Retomamos el Tiempo Ordinario, tiempo de la sencillez de lo cotidiano. Dios se mezcla en nuestras cosas y anda entre los pucheros, como decía Santa Teresa. Hoy el Maestro nos deja una bella lección: «Es más fácil hablar que escuchar». Dice una peña flamenca: «¡escuchar es un arte!» Ya repetía el filósofo griego que la naturaleza nos había dotado de dos orejas y una boca, para que escuchásemos más. Sólo quien tiene la capacidad de escuchar puede aprender. Y sólo quien aprende se puede considerar discípulo.
Ser cristiano es “ser discípulo de Cristo”, aprendimos en el Catecismo de niños. Hoy Samuel, niño “aprendiz de profeta”, está a la escucha del Señor. Oye que una voz le llaman pero no encuentra a su interlocutor, hasta que en lo profundo de su corazón descubre que no es voz humana sino divina quien le susurra en la noche. Y exclama: “¡Habla, Señor, que tu siervo escucha!”
Juan nos narra cómo los dos primeros discípulos, fascinados por la personalidad de Jesús le siguen en silencio. El mismo Jesús, mirando a aquellos que le siguen abre el diálogo: “¿Qué buscáis?” Ellos preguntan: “¿Maestro, dónde vives?”. Y Jesús responde con una invitación: «Venid y lo veréis». Jesús responde a la incipiente curiosidad de aquellos hombres, con una invitación explícita y tajante a que le conozcan se hagan su propio juicio. Porque vale más una imagen que mil palabras, y porque a las personas se les conocen sobre todo por el trato y la convivencia. El Maestro les invita a “estar con Él”.

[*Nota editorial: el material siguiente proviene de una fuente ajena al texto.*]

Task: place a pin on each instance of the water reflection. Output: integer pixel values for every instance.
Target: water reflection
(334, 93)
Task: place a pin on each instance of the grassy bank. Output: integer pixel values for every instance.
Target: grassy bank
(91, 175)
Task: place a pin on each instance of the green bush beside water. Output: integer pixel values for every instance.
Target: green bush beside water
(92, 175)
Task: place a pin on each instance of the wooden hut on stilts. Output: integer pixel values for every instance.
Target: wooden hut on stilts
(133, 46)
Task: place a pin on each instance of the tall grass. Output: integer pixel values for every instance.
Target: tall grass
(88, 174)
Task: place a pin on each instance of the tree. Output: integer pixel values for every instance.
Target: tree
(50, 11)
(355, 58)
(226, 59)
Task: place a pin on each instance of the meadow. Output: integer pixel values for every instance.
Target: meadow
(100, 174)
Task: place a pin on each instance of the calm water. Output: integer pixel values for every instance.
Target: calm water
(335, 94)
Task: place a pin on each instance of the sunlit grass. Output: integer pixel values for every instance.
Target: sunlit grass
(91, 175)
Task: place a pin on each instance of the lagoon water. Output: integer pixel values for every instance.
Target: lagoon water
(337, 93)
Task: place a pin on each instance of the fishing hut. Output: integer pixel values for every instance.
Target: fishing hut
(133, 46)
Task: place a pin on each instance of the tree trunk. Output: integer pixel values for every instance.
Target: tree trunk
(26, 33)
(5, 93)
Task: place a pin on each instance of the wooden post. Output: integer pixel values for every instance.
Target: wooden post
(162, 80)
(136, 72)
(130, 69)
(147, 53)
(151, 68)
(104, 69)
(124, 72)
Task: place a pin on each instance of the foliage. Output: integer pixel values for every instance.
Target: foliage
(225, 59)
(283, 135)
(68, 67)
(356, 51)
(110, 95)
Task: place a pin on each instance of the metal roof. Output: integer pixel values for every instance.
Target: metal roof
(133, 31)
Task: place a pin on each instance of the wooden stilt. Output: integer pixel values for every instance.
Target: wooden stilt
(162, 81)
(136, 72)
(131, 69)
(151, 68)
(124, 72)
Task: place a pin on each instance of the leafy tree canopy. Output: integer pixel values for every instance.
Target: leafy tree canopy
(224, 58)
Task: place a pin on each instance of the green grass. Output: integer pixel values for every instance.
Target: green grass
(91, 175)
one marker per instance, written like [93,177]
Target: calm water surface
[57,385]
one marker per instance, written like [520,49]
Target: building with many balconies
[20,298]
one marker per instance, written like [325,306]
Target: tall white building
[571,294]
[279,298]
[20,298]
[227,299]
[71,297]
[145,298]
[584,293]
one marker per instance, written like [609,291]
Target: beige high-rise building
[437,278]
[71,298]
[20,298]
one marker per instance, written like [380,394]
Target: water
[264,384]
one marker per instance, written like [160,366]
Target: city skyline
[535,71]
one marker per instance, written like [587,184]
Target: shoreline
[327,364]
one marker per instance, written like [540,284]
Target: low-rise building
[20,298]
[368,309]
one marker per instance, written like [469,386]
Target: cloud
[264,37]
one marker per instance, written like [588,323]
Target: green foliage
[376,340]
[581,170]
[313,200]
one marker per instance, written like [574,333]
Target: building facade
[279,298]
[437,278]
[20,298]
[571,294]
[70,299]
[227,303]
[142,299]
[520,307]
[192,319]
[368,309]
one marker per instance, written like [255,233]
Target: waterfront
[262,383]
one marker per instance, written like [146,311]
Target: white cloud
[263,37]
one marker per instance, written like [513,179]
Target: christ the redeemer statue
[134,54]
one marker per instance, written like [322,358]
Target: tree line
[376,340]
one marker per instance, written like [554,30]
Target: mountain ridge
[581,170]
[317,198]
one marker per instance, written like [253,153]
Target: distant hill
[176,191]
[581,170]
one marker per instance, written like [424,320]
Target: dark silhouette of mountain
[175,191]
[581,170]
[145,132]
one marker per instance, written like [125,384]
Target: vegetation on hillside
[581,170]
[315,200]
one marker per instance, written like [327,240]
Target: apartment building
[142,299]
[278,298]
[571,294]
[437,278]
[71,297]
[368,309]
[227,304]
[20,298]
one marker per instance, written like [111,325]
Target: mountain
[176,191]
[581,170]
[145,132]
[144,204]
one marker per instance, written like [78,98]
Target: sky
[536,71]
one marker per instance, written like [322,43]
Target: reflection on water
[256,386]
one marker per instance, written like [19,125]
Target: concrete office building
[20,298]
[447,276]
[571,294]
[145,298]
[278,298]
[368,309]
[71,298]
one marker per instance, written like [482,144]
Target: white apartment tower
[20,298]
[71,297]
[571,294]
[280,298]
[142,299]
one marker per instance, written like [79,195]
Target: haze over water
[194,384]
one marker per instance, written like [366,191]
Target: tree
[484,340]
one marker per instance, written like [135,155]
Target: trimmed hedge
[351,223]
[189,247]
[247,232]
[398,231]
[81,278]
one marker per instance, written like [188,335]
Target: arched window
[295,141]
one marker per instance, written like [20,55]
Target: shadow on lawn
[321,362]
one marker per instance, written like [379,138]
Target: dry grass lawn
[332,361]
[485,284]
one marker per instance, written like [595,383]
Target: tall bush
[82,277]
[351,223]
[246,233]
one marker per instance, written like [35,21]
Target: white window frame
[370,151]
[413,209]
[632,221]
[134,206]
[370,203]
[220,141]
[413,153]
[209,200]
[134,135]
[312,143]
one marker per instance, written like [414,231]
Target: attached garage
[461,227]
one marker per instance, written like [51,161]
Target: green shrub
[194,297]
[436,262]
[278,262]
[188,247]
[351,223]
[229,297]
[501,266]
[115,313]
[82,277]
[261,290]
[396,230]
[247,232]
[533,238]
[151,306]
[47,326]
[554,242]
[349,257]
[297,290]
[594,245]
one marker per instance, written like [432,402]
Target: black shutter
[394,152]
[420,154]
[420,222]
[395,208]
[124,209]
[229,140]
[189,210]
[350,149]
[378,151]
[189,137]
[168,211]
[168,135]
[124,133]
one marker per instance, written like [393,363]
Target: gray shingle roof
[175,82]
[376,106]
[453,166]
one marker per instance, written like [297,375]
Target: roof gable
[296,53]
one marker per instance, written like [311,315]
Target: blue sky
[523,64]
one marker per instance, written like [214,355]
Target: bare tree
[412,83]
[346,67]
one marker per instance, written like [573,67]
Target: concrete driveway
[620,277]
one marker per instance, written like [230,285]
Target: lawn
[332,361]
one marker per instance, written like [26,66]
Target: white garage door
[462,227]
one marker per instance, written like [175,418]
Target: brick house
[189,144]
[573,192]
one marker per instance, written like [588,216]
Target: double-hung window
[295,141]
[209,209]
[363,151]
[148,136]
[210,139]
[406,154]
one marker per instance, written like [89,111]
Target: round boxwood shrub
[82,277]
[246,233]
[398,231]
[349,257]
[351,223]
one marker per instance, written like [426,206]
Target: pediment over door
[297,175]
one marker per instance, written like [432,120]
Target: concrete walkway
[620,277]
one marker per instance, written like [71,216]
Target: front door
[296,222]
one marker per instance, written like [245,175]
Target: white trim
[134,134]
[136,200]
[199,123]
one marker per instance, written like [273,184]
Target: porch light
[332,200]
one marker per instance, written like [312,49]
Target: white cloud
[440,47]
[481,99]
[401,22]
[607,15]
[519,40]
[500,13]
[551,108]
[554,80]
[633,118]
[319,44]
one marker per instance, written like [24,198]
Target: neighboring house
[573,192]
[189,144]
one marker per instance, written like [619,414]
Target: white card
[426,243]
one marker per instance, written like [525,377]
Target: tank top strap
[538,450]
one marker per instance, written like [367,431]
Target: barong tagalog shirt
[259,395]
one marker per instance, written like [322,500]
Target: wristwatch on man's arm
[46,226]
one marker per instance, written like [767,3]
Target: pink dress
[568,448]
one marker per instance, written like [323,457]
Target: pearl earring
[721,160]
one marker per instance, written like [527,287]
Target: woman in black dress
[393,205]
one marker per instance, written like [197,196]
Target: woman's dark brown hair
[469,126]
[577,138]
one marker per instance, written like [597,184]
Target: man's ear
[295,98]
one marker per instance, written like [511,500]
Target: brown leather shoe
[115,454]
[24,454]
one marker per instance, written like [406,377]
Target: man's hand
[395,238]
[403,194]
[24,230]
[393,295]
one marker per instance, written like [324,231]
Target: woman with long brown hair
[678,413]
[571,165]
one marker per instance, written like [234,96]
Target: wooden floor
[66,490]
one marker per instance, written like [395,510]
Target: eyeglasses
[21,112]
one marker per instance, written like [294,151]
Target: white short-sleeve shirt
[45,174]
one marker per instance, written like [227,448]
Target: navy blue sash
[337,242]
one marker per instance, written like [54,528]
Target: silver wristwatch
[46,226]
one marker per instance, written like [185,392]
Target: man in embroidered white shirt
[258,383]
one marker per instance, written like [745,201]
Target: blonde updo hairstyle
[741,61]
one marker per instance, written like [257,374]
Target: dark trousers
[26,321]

Y el evangelio concluye la escena escuetamente: “fueron, vieron… y se quedaron con El”. El diálogo con el Maestro, si parte de un corazón sincero, nos convierte de interlocutores indiferentes en seguidores y discípulos. La Palabra de Jesús cautiva y seduce, porque es palabra de verdad y vida.
También nosotros, como cristianos necesitamos estar a la escucha de Dios que nos habla en el ruido del mundo. Nuestra oración debe ser, en la oscuridad de la noche, la del joven profeta Samuel: «¡Habla, Señor que tu siervo escucha!» Y nuestra actitud debe ser como la de los primeros discípulo: seguir al Maestro y habitar con El, escuchando su Palabra. El trato nos adentrará en el profundo misterio de su persona, para terminar confesando como Pedro: ¡Tú eres el Hijo de Dios!
Hasta los mismos apóstoles, antes que apóstoles misioneros, fueron discípulos que aprendieron “estando con el Señor y escuchando al Maestro”. Como dicen un Santo Padre, “el deseo ardiente de aprender lo promueve en un discípulo la calidad del Maestro”. Y nosotros, ¡tenemos el mejor Maestro!